Intrinsic bi-directional dynamic nuclear polarization by optically pumped trions in quantum dots

We develop a microscopic theory for dynamic nuclear polarization (DNP) in a quantum dot through dipolar interaction between the nuclear spins and the hole spin in the optically generated trion in the Faraday configuration. In sharp contrast to other uni-directional DNP mechanisms where the resulting nuclear field always increases or decreases the electronic excitation energy, our theory shows that the DNP induced by the trion is bi-directional: for the laser frequency on the blue (red) side of the trion excitation, the nuclear field tends to increase (decrease) the trion excitation energy into resonance with the laser frequency.[1] As a result, the sharp Lorentzian trion absorption line is broadened nearly symmetrically into a round top with abrupt edges, where bistable states of the nuclear polarization manifest as hysteretic loops.
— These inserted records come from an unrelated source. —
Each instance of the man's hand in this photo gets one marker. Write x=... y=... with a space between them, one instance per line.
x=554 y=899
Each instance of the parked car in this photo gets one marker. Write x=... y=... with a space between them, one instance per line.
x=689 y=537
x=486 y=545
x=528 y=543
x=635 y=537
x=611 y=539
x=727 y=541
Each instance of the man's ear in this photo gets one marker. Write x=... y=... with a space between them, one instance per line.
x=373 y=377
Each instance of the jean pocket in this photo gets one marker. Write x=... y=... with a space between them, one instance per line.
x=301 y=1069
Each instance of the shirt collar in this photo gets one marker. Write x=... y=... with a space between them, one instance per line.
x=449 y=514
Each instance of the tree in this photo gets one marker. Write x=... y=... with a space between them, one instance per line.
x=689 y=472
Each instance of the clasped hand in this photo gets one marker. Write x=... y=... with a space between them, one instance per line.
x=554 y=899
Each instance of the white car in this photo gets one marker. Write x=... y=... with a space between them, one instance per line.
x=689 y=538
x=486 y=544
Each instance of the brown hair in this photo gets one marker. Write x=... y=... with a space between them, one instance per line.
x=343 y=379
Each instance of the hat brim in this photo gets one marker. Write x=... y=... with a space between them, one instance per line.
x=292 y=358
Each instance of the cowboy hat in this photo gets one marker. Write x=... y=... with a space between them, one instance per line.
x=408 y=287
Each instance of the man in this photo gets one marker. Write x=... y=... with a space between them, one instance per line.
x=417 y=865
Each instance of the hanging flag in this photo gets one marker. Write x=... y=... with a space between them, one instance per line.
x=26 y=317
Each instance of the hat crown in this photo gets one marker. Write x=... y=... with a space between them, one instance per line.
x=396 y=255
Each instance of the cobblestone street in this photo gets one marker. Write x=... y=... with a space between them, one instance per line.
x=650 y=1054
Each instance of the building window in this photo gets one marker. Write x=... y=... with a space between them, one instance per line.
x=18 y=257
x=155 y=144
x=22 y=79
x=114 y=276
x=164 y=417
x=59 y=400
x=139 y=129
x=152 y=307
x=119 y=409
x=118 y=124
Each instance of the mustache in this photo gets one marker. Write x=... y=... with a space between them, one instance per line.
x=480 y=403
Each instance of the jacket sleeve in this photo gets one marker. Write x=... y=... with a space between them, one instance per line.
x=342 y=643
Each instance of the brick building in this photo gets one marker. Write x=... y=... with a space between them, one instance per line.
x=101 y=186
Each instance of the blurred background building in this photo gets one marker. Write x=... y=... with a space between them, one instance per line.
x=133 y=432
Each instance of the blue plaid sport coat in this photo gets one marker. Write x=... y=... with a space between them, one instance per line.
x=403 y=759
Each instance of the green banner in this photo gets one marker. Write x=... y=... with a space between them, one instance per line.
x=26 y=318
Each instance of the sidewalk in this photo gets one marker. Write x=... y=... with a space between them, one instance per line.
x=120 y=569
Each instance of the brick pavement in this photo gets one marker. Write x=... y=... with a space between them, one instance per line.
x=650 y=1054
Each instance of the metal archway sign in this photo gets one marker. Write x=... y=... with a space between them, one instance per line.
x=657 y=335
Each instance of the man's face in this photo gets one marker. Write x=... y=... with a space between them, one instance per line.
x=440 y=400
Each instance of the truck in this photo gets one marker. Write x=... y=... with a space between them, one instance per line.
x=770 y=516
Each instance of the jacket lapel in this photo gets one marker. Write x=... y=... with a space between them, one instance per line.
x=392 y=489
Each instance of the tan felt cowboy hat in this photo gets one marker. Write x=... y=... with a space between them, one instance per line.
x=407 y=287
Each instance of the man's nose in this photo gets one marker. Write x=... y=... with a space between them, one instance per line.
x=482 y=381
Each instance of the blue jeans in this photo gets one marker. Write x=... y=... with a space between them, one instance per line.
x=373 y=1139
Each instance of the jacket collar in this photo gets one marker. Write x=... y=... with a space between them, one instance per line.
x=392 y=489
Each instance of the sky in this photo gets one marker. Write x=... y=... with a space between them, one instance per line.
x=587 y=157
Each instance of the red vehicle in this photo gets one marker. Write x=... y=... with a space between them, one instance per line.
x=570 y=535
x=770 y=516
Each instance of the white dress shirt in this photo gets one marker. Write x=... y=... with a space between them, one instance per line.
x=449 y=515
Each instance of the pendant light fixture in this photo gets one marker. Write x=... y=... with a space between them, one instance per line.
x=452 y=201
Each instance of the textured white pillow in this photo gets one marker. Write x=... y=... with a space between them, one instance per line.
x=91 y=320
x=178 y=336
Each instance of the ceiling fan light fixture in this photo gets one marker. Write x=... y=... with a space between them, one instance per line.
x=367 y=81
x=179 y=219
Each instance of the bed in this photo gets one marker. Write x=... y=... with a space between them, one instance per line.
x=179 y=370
This intrinsic bi-directional DNP mechanism serves as an alternative explanation to the recently observed bi-directional hysteretic enhancement of trion absorption in single InGaAs quantum dot [C. Latta et al., Nature Phys. 5, 758 (2009)], attributed to competition between two uni-directional DNP mechanisms. Our work is supported by NSF-PIF and ARO/IARPA. [1] Bi-directional DNP by the trion was first discovered and explained in a recent work in the Voigt configuration [X. D. Xu et al., Nature 459, 1105 (2009)].